In The Collector zoomt Fowles meedogenloos in op het verziekte brein van de ontvoerder. Deels gebeurt dat vanuit het perspectief van de ontvoerder zelf, en deels, via dagboekaantekeningen, vanuit dat van zijn slachtoffer. Een van haar latere aantekeningen vat het wurgende drama in zijn kern samen: ‘Vroeg of laat zal ik (als hij me tenminste niet uit eigen beweging laat gaan) wel een kans krijgen om ervandoor te gaan.’ Het dagboek is er om niet stapelgek te worden in de nauwe ruimte die haar bemeten is. Zowel uit de dader- als de slachtofferstukken rijst het beeld van de ontvoerder als een perverse Pygmalion die een vrouw wil kneden naar een ideaalmodel. Misschien wel een des te griezeliger figuur, omdat het hem niet om seks te doen is. Hij steekt haar in kleren die hij voor haar heeft uitgezocht, bindt haar vast als hij boos is, en maakt foto’s van haar. Maar ook laat hij haar ‘boven’, in zijn huis, een bad nemen, neemt lekkere hapjes en parfums voor haar mee, en belooft dat als ze zich aan de regels houdt ze ooit ook een kamer boven zal krijgen. Zij doopt hem Calibaan, naar het monster uit The Tempest, dat Prospero’s dochter, net als zijzelf Miranda genaamd, probeert te verkrachten. In haar dagboek schrijft ze: ‘Hij gelooft in geen enkele andere wereld dan in die waarin hij leeft en die hij ziet. Hij is degene die gevangen zit, gevangen in zijn eigen weerzinwekkende bekrompen tegenwoordige wereld.’

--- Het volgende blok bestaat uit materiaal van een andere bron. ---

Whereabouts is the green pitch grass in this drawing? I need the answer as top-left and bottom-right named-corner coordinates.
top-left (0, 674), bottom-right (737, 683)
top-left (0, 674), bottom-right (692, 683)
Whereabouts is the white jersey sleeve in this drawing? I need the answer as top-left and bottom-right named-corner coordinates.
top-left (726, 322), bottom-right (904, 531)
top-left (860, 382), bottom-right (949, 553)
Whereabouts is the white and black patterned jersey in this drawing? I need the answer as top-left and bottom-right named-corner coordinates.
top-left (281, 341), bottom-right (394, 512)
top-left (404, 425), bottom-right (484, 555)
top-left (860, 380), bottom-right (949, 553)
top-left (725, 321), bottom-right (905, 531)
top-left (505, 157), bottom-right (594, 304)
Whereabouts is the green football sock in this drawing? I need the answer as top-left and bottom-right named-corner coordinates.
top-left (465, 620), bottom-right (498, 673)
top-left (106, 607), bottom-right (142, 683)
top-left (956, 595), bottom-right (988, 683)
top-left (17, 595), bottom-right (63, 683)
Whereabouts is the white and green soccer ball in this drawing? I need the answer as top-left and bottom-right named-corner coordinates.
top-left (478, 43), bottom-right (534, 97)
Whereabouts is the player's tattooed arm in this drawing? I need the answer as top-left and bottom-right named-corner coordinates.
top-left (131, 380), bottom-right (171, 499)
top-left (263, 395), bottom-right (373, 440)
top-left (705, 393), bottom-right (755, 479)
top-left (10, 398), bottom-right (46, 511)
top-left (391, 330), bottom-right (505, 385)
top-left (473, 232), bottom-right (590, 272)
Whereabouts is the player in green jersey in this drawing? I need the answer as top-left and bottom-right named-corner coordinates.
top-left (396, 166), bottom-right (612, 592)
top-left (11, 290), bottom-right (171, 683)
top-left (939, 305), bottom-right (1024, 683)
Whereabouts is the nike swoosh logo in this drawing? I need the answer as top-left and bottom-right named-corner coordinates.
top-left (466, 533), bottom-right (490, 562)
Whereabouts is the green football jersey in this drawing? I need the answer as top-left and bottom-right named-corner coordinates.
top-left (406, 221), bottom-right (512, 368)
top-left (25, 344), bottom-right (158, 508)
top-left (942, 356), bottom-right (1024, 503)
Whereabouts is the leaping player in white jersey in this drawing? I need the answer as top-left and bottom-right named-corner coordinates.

Zonder Room, en zonder The Collector, was ik nooit begonnen aan De diefstal van mijn jeugd, het boek dat Natascha Kampusch onlangs publiceerde over haar opsluiting door Wolfgang Priklopil, aan wie ze vier jaar geleden ontsnapte. Net zo min als ik ooit de behoefte heb gevoeld andere getuigenisachtige boeken te lezen van slachtoffers van wat of wie dan ook. Zeker in het geval van ontvoering, mishandeling en zedendelicten ligt het gevaar van een onsmakelijk soort verlekkering op de loer. Of zoals Gerrit Komrij het ooit formuleerde, toen zo'n drie decennia geleden de eerste hausse aan incest- en misbruikaffaires in de media op gang kwam en tot in de kleinste details in de rechtbankverslaggeving werd uitgemeten: ‘Iedereen heeft tegenwoordig zijn eigen pornohoekje in de krant.’ Boeken als van Natascha Kampusch worden gelezen door ramptoeristen die ook liefhebber zijn van boeken met titels als In mijn onschuld, Iedereen wist het en En toch hield ik van hem, als ik de gegevens van bol.com mag geloven.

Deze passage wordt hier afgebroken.